I closed my eyes and reminded myself to thank Alex but tried to keep everything steady. When I opened my eyes, Coach’s were locked on me.
“That’s extra kind of you, Alex,” Coach added, then I could’ve sworn he winked at me, but I avoided his gaze as much as I could.
From the back of the line, Thomas, a rookie defensive player, shouted, “Sure, you don’t mind keepinghercompany.” His tone was teasing, tempting me to march over and give him a good-natured punch in the nose.
“That’s fucking rude,” the child barked. I didn’t agree with him on much, but this I did.
I started to say something, but Alex interrupted me. “Alright, all settled. I want to get fucked up when we get there, so can we hurry and sit the fuck down?”
Turning around, I gave Alex a silent nod of gratitude as I slid into the seat directly across from Auburn.
She wore a light-purple hoodie paired with black leggings, with her curly hair gathered into a messy bun atop her head.
As the others settled into their seats around us, she threw on oversized headphones that engulfed her ears.

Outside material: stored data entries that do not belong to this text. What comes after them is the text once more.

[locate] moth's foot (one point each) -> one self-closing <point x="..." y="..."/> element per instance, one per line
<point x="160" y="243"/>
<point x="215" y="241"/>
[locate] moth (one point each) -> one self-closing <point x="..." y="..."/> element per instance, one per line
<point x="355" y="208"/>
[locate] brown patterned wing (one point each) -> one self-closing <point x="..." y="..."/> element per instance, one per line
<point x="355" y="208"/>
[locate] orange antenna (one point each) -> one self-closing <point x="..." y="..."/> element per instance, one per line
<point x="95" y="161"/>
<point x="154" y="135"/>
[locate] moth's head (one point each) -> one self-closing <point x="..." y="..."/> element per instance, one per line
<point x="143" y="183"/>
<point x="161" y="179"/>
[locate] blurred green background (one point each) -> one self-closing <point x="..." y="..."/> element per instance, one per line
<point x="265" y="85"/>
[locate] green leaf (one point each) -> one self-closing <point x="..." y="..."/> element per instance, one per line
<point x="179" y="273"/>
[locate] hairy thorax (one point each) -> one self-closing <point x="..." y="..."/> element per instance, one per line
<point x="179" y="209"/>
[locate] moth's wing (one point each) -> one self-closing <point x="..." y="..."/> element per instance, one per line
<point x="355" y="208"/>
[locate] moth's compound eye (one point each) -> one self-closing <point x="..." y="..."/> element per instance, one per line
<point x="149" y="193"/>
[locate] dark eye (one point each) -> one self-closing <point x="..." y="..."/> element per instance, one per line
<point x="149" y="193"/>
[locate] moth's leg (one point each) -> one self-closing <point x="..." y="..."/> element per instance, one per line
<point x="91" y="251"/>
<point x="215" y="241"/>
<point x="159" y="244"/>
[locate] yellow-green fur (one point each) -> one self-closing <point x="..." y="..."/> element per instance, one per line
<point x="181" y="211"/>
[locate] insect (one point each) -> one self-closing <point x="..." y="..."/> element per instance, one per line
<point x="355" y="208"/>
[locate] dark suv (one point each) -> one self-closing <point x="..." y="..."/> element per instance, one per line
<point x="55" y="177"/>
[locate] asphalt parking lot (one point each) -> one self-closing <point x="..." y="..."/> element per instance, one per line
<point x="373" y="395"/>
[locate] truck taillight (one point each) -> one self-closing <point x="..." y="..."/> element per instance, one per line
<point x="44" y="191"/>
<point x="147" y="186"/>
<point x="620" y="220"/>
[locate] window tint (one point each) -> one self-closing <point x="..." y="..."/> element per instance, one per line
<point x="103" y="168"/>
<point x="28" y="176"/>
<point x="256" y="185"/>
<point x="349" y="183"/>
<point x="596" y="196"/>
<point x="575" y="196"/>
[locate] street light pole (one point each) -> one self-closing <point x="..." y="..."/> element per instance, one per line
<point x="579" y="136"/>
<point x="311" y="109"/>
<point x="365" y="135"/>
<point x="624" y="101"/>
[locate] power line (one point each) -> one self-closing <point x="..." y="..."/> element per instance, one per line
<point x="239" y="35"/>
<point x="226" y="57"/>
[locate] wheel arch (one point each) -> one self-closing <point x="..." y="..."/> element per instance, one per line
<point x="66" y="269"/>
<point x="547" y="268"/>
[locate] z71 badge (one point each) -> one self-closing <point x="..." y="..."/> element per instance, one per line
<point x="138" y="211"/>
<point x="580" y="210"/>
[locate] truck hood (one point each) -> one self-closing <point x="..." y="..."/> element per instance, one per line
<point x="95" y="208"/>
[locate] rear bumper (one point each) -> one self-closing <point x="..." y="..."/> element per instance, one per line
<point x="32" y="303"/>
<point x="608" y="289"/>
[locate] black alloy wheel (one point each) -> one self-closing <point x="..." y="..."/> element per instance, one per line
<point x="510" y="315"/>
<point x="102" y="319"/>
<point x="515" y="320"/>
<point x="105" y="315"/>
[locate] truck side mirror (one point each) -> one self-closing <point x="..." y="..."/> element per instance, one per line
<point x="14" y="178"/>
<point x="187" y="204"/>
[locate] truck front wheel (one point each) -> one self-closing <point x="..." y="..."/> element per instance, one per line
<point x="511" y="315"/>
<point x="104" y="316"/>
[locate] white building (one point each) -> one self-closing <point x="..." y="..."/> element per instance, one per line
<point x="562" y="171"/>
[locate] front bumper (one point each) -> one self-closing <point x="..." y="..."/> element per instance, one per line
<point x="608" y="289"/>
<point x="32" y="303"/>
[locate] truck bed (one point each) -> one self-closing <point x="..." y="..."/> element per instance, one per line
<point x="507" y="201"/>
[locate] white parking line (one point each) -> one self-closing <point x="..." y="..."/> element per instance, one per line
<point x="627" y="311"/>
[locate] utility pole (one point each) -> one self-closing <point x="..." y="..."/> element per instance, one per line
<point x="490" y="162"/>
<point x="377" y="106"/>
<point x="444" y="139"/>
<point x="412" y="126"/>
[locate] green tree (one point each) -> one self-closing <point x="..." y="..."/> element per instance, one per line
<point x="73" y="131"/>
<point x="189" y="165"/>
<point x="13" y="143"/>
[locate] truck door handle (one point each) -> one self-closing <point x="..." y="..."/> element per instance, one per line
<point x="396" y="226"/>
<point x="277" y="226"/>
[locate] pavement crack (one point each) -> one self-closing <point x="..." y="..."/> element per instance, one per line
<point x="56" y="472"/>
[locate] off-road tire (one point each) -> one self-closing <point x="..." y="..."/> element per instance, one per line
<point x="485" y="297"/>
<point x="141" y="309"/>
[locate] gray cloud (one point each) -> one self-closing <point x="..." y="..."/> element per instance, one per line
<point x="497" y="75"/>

Fiddling with her phone, I leaned over and brushed her knee to grab her attention.
Startled, she yanked off her headphones with a little yelp. “Oh…”
Shaking my head, I said, “I just wanted to see what had you so engrossed.”
She responded with a shy smile. Everyone else was settled, and the flight attendants were giving the safety briefing.
“What is it?” I said, my voice hushed.
“I hate flying.” She tucked the phone next to her, looking out the window.
“And your phone helps?” I asked.
“Ugh.” She threw her hands in the air, and Dirks, sitting in the pod of four across from us, furrowed his brows at me. I shrugged at him, then he put on his headphones and settled into his seat.
“I was playing UNO, okay?” She huffed, crossing her arms over her cute chest.
“Oh?” I asked, trying not to laugh. I couldn’t remember the last time I heard of anyone under the age of sixty who played UNO.
“Shut up,” she said, laughing. “I hate flying, and somehow, the game distracts me enough to get through a flight.”
The corners of my lips twisted into a smile as the flight attendants stopped with their speech and turned off the lights. The plane pulled onto the tarmac, and I gestured over toward Auburn’s phone.
“Go on, don’t let me stop you.” She nodded without looking at me, staring out, but her hand gripped the arm of the chair, her knuckles whitening further with every passing second.
I grabbed my headphones and leaned back in the seat, closing my eyes. I had to remind myself that it wasn’t my responsibility to make sure she was okay. Maybe this was denial and the person sitting in front of me wasn’t the woman I imagined every time I pumped myself in the shower.
I knew she was coming on this trip, and the entire night before I had tried desperately to convince myself I was over her. The bubbles I had been feeling in my stomach were just because it was our first away game of the season, and not because I would seeheragain.
I was fine. It was fine. Everything was fine.
However, when I glimpsed her golden curls in the dimness of the plane’s cabin, I found myself unable to look away.
She sat there, slightly tense, the soft glow from her phone illuminating her face in the dimly lit cabin. With each flicker of the screen as she tapped away at the UNO cards, her movements seemed almost mechanical, a distraction from the nervous energy radiating from her.
Her grip on the seat tightened with every passing minute, her knuckles turning white against the dark upholstery. Despite the rhythmic hum of the plane’s engines and the muffled chatter from the team, her attention was fixated on the window beside her, where the world outside transformed into a blur of lights and darkness as the aircraft gained altitude.
I couldn’t help but watch her, my gaze drawn to her like a moth to a flame. The way her brows furrowed in concentration, the subtle flutter of her lashes as she blinked, the way her lips parted ever so slightly with each shallow breath—all of it captivated me in a way I couldn’t fully comprehend.
Part of me wanted to reach out, to offer comfort, but I hesitated, unsure if my presence would be welcomed. Instead, I remained seated across from her, feeling utterly helpless.
As the plane soared higher into the night sky, her anxiety seemed to escalate, the tension in her shoulders palpable in the confined space of the cabin. It was as if she were wrestling with some invisible force, a battle waged silently within her mind.
I shifted in my seat, the urge to soothe her overwhelming, yet the fear of overstepping bound me in place. I longed to ease her burden, to offer her reassurance in the face of uncertainty, but the words remained lodged in my throat, unspoken and heavy.